A última sessão da campanha deixou isso muito claro. O que parecia um intervalo entre golpes revelou ser apenas outro tipo de campo de batalha: mais político, mais íntimo, mais silencioso — e nem por isso menos cruel. Em Impérios Sagrados, até quando o mundo respira, ele respira sob ameaça.
Kalien sente isso primeiro do jeito que figuras como ele sempre sentem: pela afronta. Na Gênesis Vermelha, a ida que deveria reafirmar autoridade se transforma em humilhação. Diante das antigas líderes élficas, ele não encontra reverência, mas contenção. Não encontra submissão, mas medida. E talvez seja justamente isso que torne a cena tão importante: não é só o orgulho de Kalien que é ferido ali, mas a ideia de que sua vontade continua bastando por si só.
Do outro lado, Darkassan consegue aquilo que até pouco tempo parecia improvável: uma aliança. Não uma confiança plena, nem uma reconciliação impossível entre sangue, memória e orgulho élfico, mas um passo suficiente para mudar o curso da guerra. E ainda assim, não basta. Porque a guerra já não se resolve apenas com presença, linhagem ou poder. Ela exige imagem, símbolo, anúncio, legitimidade diante de um povo que também precisa acreditar.
Enquanto isso, em Ranab, a guerra assume uma forma diferente. Mais doméstica. Mais íntima. Mais perigosa justamente por isso. Conversas familiares já não são apenas conversas. Viram instruções, despedidas, suspeitas e presságios. Lia retorna para perto dos seus, mas o que encontra não é abrigo. É a confirmação de que até os vínculos mais próximos já estão contaminados pela lógica da guerra.
E então vem o golpe.
Não mais como hipótese, nem como estratégia futura, mas como sangue derramado diante de todos. O amanhecer é rompido por sinos, invasão e caos. Alexander cai. Guntar reage como quem já não está mais apenas no presente, mas em tudo aquilo que a guerra arrancou dele antes. E a sessão muda de eixo. O que até ali era cálculo e preparação volta a ser corpo, luto, raiva e desejo de vingança.
Talvez seja isso que mais tenha me marcado nesse episódio: a forma como ele encurta a distância entre planejamento e tragédia.
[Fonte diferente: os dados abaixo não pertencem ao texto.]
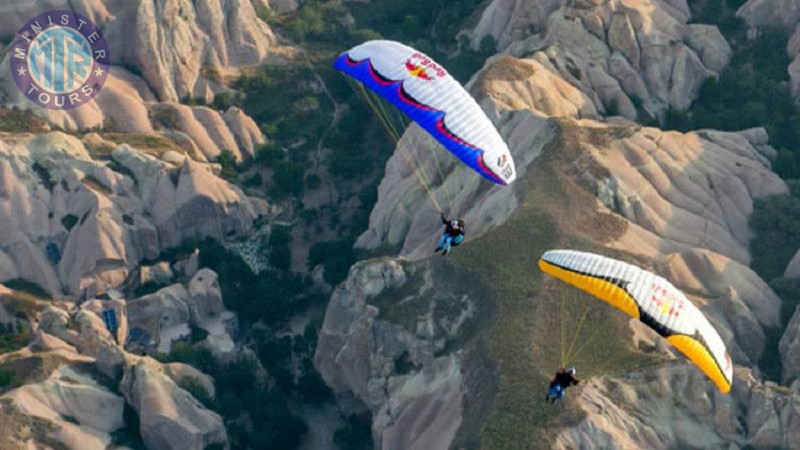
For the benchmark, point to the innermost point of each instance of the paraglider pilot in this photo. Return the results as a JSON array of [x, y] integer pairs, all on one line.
[[453, 234], [561, 381]]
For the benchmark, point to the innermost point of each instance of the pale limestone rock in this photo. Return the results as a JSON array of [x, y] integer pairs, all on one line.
[[169, 314], [658, 59], [169, 417], [159, 273], [85, 412], [670, 405], [793, 268], [789, 348]]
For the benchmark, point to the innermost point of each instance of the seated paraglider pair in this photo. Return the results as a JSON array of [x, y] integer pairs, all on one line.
[[561, 381], [452, 236]]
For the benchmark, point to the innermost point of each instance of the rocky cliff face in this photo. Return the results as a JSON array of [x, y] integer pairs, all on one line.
[[77, 376], [677, 202], [397, 360], [620, 55], [182, 49], [79, 215]]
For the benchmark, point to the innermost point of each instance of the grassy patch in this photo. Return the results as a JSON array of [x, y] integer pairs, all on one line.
[[14, 337]]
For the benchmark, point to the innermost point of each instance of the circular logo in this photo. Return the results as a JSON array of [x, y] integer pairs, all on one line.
[[59, 59]]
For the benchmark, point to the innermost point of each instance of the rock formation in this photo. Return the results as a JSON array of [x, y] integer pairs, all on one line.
[[79, 224]]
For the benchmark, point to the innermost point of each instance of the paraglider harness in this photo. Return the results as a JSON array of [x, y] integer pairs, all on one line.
[[560, 382], [453, 234]]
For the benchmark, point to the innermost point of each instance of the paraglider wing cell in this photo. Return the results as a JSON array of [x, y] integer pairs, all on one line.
[[428, 95]]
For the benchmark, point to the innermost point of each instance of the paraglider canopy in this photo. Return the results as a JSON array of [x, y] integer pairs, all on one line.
[[415, 84], [651, 299]]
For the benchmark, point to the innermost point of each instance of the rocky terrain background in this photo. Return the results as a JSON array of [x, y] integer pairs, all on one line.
[[564, 91], [106, 211]]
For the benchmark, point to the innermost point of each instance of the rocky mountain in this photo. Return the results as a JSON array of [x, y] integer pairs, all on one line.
[[92, 197], [472, 337], [62, 401], [439, 352]]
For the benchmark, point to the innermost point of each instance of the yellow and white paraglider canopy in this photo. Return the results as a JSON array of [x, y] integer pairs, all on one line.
[[651, 299]]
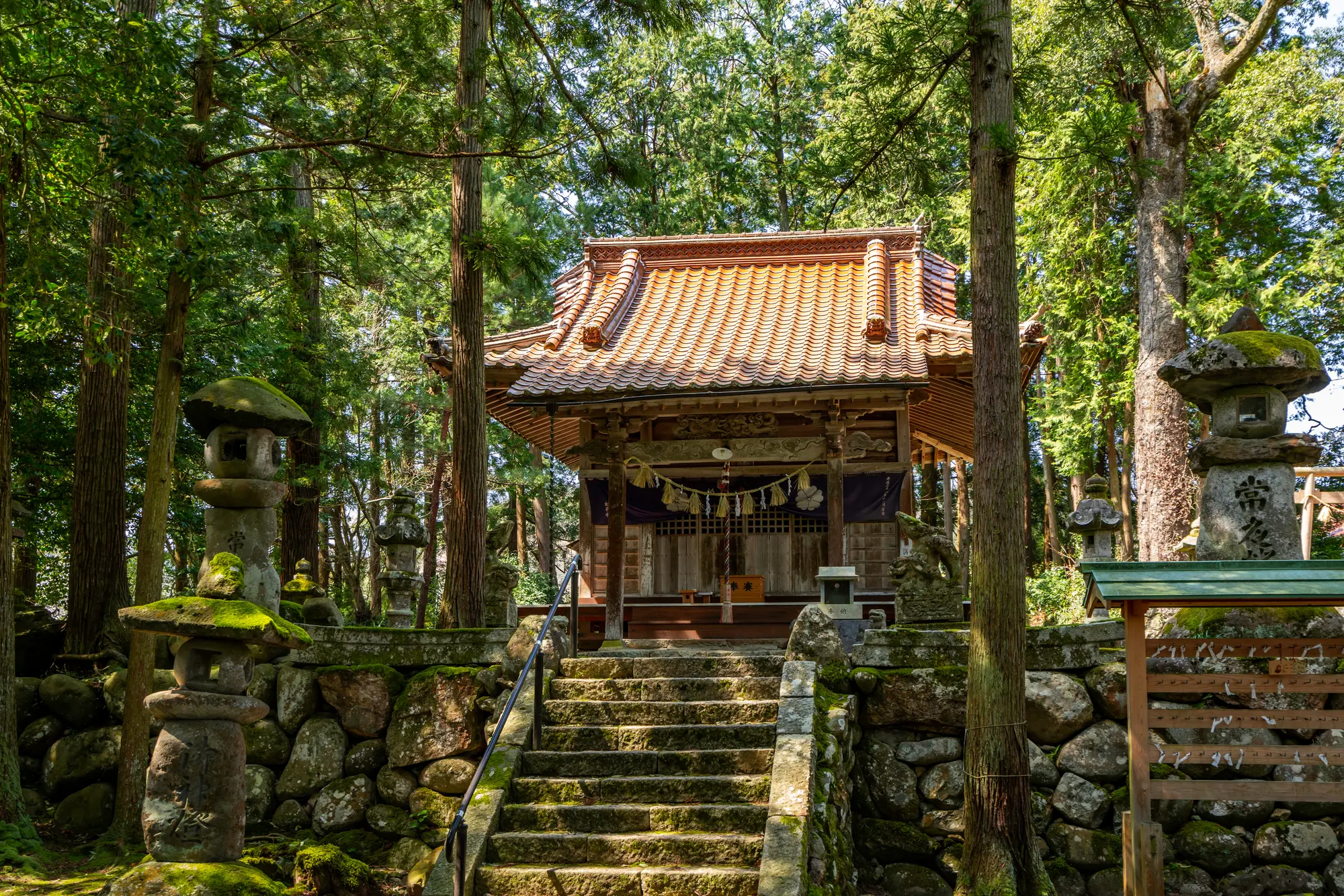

Entre aquilo que os líderes discutem em salas fechadas e aquilo que explode no corpo de quem está no chão. Há conselhos, há alianças, há rearranjos, há peças novas ocupando lugares importantes. Mas no fim, a guerra continua cobrando do jeito mais antigo que existe.
Com morte.
E, como se isso ainda não bastasse, o passado também retorna com rosto. O nome revelado no fim não traz apenas informação. Traz memória. Traz ferida. Traz a certeza de que, neste mundo, nada permanece enterrado por muito tempo. Nem os mortos. Nem o trauma. Nem aquilo que ainda falta acertar.
Essa talvez tenha sido a sessão em que a trégua deixou de parecer estratégia e passou a parecer matéria em decomposição.